Eissa, on the other hand, believes the GCC model is more likely to develop in Egypt than the Malaysian one. "In Islamic banking or Shariah-compliant investment in general, we have different schools of thought," he says, noting that there are a lot of Egyptian expats in the GCC region who can help implement the model in Egypt. "We don't have one entity telling everyone this is the correct way to do things."
Meanwhile Hegazy, who is actively involved with legislators in shaping the future of the Egyptian Islamic banking system, is a proponent of a homegrown, Egyptian way. "We want to have our own model rooted in the early initiatives in the 1960s," he says.
The path forward
No matter what the model is, it would have to offer competitive terms compared to conventional banking. While the religious and ethical component of Islamic banking will be the initial driving force for individual as well as institutional investors who seek to respond to market demand, the hope is that the market will then adjust and investors will want to diversify and do both.

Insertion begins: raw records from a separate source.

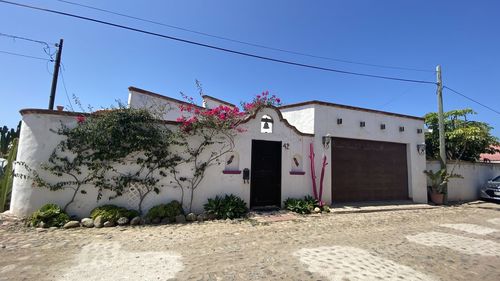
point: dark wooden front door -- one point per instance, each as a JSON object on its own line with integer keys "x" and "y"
{"x": 265, "y": 184}
{"x": 368, "y": 170}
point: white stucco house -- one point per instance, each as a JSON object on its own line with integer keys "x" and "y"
{"x": 371, "y": 155}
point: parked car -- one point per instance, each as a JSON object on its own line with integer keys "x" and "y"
{"x": 491, "y": 190}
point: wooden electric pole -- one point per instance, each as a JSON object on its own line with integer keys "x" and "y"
{"x": 55, "y": 75}
{"x": 442, "y": 150}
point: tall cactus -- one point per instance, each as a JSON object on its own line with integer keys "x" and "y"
{"x": 7, "y": 176}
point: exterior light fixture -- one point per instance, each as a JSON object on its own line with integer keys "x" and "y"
{"x": 326, "y": 140}
{"x": 421, "y": 148}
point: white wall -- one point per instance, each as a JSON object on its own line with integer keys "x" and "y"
{"x": 166, "y": 109}
{"x": 37, "y": 142}
{"x": 210, "y": 102}
{"x": 301, "y": 117}
{"x": 475, "y": 175}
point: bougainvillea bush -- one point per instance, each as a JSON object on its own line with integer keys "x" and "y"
{"x": 130, "y": 150}
{"x": 90, "y": 153}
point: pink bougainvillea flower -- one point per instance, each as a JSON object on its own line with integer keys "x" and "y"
{"x": 80, "y": 119}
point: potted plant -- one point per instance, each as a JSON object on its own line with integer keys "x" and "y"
{"x": 439, "y": 180}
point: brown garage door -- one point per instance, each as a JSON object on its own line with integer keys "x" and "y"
{"x": 368, "y": 170}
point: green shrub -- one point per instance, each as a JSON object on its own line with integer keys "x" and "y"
{"x": 170, "y": 210}
{"x": 50, "y": 214}
{"x": 229, "y": 207}
{"x": 112, "y": 213}
{"x": 301, "y": 206}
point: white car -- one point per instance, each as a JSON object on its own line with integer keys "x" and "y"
{"x": 491, "y": 190}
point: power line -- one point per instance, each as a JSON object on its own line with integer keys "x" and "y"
{"x": 239, "y": 41}
{"x": 25, "y": 56}
{"x": 46, "y": 47}
{"x": 475, "y": 101}
{"x": 24, "y": 38}
{"x": 216, "y": 47}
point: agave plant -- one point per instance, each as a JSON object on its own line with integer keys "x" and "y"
{"x": 440, "y": 178}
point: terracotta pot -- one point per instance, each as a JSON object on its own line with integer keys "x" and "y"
{"x": 437, "y": 198}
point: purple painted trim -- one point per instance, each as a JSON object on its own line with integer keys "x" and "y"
{"x": 231, "y": 172}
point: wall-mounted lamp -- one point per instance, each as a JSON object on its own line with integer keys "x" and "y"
{"x": 421, "y": 148}
{"x": 326, "y": 140}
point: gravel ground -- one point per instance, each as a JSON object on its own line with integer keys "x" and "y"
{"x": 447, "y": 243}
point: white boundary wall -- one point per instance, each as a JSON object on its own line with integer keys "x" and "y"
{"x": 38, "y": 140}
{"x": 475, "y": 175}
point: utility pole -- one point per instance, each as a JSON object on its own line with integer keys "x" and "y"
{"x": 442, "y": 150}
{"x": 55, "y": 75}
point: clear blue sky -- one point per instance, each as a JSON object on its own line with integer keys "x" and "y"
{"x": 101, "y": 62}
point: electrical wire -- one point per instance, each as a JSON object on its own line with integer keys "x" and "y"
{"x": 215, "y": 47}
{"x": 475, "y": 101}
{"x": 239, "y": 41}
{"x": 402, "y": 94}
{"x": 25, "y": 56}
{"x": 46, "y": 47}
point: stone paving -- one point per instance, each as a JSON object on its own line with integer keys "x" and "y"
{"x": 447, "y": 243}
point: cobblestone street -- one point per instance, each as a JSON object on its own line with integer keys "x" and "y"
{"x": 445, "y": 243}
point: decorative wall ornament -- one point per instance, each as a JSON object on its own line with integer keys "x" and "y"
{"x": 326, "y": 140}
{"x": 421, "y": 148}
{"x": 266, "y": 124}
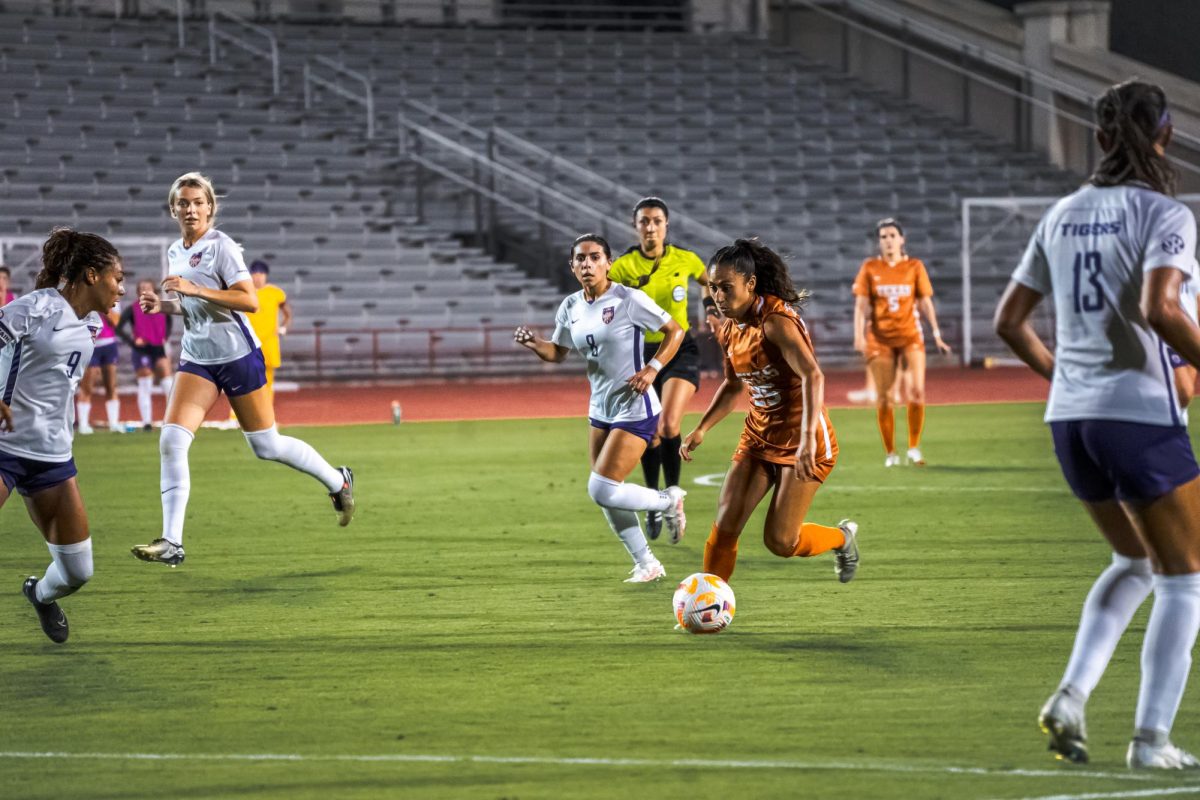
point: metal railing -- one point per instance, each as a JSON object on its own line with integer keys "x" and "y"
{"x": 366, "y": 98}
{"x": 273, "y": 53}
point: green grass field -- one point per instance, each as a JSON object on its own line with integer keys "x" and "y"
{"x": 469, "y": 636}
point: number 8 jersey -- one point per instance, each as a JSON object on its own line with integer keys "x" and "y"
{"x": 45, "y": 350}
{"x": 1092, "y": 251}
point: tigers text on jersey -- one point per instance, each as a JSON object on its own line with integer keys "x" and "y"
{"x": 46, "y": 349}
{"x": 609, "y": 334}
{"x": 211, "y": 332}
{"x": 775, "y": 422}
{"x": 1091, "y": 251}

Many, if not all major steps of the Islamic banking need to be clarified and ingrained in a legislative format. "We need a framework, we don't have a framework right now. FJP and [Al-Nour Party] are proposing draft laws to Parliament, which regulate Islamic funds, the sukuk issue as well as Islamic banking such as licensing in general," Eissa says.
A comprehensive legislative structure will allow for banks and the financial products they offer to be regulated properly, to prevent another surge of fraudulent Islamic funds luring investors under false pretenses of Islamic ethics. "From an Islamic fund perspective the legal framework should be forcing the institution in the prospectus of the fund to say what [...] criteria they are following, to say who the Shariah board are, the scholars who approve these criteria, to say how they are handling the purification, to say what might be happening with the liquidity management," Eissa explains.
One way for Islamic institutions to become competitive with conventional banks is to address the existing niche markets. "Right now I also see gaps that are not addressed by the conventional banking system: microfinance — small-and medium-size budgets, investors who do not have access to the conventional banking system — and the big infrastructure projects that are needed almost in every sector in Egypt and for which the government cannot provide financing."
According to Hegazy, these two major gaps are necessary for Egypt's socioeconomic development at this stage. "Islamic financing in Egypt has the potential to contribute to these two areas," he says. "And if that happens, then we have created our own model."